Музыка заполняла пробелы в актерских диалогах, когда развитие сюжета принимало непредсказуемый для зрителя оборот и сулило не сформулированный вербально или не поддающийся описанию риск (герой в такой опасности!) или, напротив, непередаваемо счастливую развязку (героиня так влюблена!). Таким образом, мелодии, звучащие «оттуда» и «везде» в зале, синхронизировались с чувствами зрителя, вызывая ощущение «чего-то» важного или даже центробежного, выходящего за рамки языка и подмостков. Полное значение действия находилось «везде, вокруг нас», за пределами сцены и сценария. Гармонии вызывали ощущение вездесущей справедливости или универсального страха например. Ритмически предсказуемая структура музыкального произведения и даже всего спектакля всегда возвращала зрителя «обратно» при помощи ожидаемого хеппи-энда. Опять катарсис: кульминация, момент наивысшего напряжения (временная опасность) плюс предсказуемый хеппи-энд — это как взгляд из окна на неведомые «просторы» незнакомых ситуаций, чтобы потом, под сладкие рефрены, доносящиеся из ямы, бежать обратно домой. Где все тихо, спокойно и безопасно.

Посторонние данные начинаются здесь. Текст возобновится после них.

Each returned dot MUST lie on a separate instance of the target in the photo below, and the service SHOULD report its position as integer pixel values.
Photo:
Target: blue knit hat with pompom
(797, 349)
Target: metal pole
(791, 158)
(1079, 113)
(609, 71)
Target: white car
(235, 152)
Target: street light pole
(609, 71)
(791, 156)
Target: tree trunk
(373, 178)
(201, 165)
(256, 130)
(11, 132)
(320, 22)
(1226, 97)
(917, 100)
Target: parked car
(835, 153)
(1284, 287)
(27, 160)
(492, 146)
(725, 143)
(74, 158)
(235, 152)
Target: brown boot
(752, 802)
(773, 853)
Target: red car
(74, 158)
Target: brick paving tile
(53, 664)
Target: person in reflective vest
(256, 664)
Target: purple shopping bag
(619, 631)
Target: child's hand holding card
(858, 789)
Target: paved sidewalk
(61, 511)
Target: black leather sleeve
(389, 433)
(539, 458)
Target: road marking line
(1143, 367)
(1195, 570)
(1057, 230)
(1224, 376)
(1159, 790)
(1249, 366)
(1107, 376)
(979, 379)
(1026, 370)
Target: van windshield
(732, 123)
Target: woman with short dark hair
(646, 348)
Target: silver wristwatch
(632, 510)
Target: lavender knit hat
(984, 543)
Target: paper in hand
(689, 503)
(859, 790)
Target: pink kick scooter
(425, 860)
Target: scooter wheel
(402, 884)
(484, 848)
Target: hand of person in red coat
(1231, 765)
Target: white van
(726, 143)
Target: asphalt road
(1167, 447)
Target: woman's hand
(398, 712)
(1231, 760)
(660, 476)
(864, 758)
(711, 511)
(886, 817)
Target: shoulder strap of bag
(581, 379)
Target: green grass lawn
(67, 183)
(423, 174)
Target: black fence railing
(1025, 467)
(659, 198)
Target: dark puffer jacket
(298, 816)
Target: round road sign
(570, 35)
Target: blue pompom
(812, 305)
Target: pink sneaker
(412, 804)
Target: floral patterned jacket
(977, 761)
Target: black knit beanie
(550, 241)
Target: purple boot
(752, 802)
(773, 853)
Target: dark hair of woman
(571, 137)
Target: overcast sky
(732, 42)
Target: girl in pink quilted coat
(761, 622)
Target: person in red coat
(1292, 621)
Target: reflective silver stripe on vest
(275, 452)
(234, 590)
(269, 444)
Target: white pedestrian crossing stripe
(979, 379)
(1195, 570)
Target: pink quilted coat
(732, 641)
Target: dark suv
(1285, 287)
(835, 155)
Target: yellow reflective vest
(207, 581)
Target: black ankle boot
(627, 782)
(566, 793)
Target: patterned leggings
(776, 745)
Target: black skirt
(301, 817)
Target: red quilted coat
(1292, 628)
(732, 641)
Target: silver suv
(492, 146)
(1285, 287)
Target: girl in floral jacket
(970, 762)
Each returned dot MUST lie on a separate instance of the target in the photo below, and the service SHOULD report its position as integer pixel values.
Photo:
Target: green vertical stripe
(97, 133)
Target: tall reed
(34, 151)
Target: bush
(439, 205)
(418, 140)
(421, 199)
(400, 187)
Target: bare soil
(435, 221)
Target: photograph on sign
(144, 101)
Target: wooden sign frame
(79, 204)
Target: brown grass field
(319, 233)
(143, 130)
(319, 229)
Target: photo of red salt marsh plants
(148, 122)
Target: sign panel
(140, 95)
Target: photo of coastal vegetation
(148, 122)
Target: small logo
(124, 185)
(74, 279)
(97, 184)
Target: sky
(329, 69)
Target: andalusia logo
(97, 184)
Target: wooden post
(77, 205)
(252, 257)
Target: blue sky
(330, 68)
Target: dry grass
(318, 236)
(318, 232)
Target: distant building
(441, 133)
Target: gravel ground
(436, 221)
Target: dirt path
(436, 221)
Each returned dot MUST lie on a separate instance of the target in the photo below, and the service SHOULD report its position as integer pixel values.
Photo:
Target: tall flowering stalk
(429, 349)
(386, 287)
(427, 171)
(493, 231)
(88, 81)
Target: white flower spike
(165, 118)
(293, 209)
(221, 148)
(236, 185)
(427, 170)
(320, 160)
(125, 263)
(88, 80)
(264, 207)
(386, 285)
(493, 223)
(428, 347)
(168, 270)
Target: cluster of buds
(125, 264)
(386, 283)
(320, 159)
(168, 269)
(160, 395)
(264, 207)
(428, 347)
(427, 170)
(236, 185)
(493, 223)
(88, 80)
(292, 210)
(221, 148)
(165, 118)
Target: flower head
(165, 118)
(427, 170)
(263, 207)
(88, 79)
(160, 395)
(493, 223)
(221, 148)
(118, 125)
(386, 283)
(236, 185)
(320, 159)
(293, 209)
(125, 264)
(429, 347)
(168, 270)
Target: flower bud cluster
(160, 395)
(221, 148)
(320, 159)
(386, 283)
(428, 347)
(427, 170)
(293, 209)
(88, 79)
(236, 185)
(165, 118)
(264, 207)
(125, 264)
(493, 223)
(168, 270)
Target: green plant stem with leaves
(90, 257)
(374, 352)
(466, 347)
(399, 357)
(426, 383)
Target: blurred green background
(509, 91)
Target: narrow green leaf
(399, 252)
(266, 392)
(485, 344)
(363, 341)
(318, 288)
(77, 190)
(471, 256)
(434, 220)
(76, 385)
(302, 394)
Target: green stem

В театре или кинозале зримая реальность представляется только на одной стене, впереди. Звук, однако, везде: отвернуться от музыки или ее ритмичных тактов растущей напряженности, например, невозможно. Если усилители включены очень громко, то слышимая действительность пробивает даже стены зала. Слышимые ритмы создают наши ощущения комфорта (приюта) или дискомфорта (пугающих нас просторов) лучше, чем зрительные образы. Мелодрамы, страшилки или сентиментальные комедии своей музыкой вызывают чувство, что «все так и есть везде». Это ощущение вездесущности, а не аргумент. Ритм и музыка совершенствуют самые убедительные истории реальности (настоящей, универсальной любви или полного, вездесущего ужаса).
Музыкальный ритм, создающий впечатление еще большего окружающего пространства, действует на разных уровнях: и внутренне (на ум или эмоции), и внешне (на методы общения). Логично поэтому сделать вывод, что подобная «музыкальность информации» влияет на познавательные функции.[130] Она воздействует на отношения между членами любого «коллектива» и, соответственно, на их собственные представления о себе. Ведь музыка — сугубо общественная форма активности: ее исполняют вместе с другими и для других.
Музыкальность как способ русского общения, безусловно, содержит, как мы уже видели, позитивно оцениваемую идею бесцельности или непрактичности. Она медленно выводит нас на улицу, где нет дорог, только направления. За пределы логического мышления и отчаянных, нецензурных понтов, но при их помощи, так как музыкальность мата выявляет смысл того, что не поддается грамматическому выражению. Смысл того, что пока неведомо и неизъяснимо.
Страшные звуки настоящего: русский язык после перестройкиЧтобы не застрять окончательно в далеком прошлом или абстракциях антропологии, приведем несколько параллелей с недавним общественным опытом. Уже к концу 1980-х в России советские ученые делали упор на музыку как на психологическое орудие: с возвращением психоанализа в СССР печаталось много исследовательских трудов о крушении надежд в молодом поколении, о рок-музыке, например, и шансах на безмятежное будущее. Молодежная культура сама уже становилась способом выражения протеста против «коррупции и отчуждения личности».[131] Она протягивала руку помощи увеличивающейся экспансивности, разрушая старые границы.